Money is flying out of China. An estimated $676 billion left the world's second-largest economy last year, according to a report from the Institute of International Finance.
That's a lot more than the $111 billion that fled all emerging markets -- including China -- in 2014.
Capital outflows from China accelerated in the final quarter of 2015, the report said, as overseas investors grew increasingly wary of the country's slowing economic growth and stock market turmoil. Chinese companies also rushed to pay off foreign loans as the yuan weakened.
The bleeding doesn't look like it'll stop anytime soon. China is expected to "see further large overall capital outflows as it continues to struggle against macro headwinds and to intervene heavily to stabilize its currency," the report said.
Investors have been trying to get at least some of their money out of China as the value of the yuan plummets, and the country's stock markets swing wildly. Many see better opportunities abroad, whether it's in real estate or foreign markets.

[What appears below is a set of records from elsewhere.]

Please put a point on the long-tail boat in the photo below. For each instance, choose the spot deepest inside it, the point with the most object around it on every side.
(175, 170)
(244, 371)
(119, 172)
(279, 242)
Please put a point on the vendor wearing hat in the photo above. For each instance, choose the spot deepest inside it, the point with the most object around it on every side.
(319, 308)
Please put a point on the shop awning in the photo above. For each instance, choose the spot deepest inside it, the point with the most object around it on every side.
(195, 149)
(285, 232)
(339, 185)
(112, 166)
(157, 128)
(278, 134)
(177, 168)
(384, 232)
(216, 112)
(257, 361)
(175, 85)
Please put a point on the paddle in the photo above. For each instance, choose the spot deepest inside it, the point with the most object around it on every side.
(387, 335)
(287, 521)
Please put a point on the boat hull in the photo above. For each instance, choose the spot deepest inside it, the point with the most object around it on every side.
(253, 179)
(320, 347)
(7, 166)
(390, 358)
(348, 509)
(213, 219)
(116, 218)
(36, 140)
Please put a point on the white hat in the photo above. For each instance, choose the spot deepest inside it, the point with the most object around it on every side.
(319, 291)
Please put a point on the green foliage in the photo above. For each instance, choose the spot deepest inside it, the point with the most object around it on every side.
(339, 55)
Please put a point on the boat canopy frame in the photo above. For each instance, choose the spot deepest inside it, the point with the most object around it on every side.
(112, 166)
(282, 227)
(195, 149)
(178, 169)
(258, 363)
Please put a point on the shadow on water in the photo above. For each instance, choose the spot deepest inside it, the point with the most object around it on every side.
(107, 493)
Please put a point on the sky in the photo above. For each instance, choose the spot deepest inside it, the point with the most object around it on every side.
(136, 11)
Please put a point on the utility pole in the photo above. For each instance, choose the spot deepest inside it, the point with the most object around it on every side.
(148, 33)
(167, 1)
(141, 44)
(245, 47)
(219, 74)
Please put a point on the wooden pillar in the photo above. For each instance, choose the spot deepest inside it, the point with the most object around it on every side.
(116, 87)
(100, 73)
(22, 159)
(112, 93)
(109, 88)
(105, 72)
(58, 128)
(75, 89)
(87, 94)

A whopping $200 billion left China last August alone, when the People's Bank of China forced a surprise devaluation of the yuan, according to the U.S. Treasury.
China limits the amount of money an individual can move out of the country to $50,000 per year. But in response to increased capital flight, Beijing last September went so far as to clamp down on the amount of cash its citizens can withdraw from ATMs overseas -- another attempt to stop money from leaving the country.
Outflows can put the yuan under pressure, pushing it down even more and increasing pressure on the central bank to act to support the currency. China has already been intervening in currency markets -- in the third quarter last year, the government spent as much as $230 billion to prevent the currency from depreciating further, according to the U.S. Treasury.
Economists surveyed by CNNMoney estimate the yuan will fall another 3% from current levels by the end of 2016.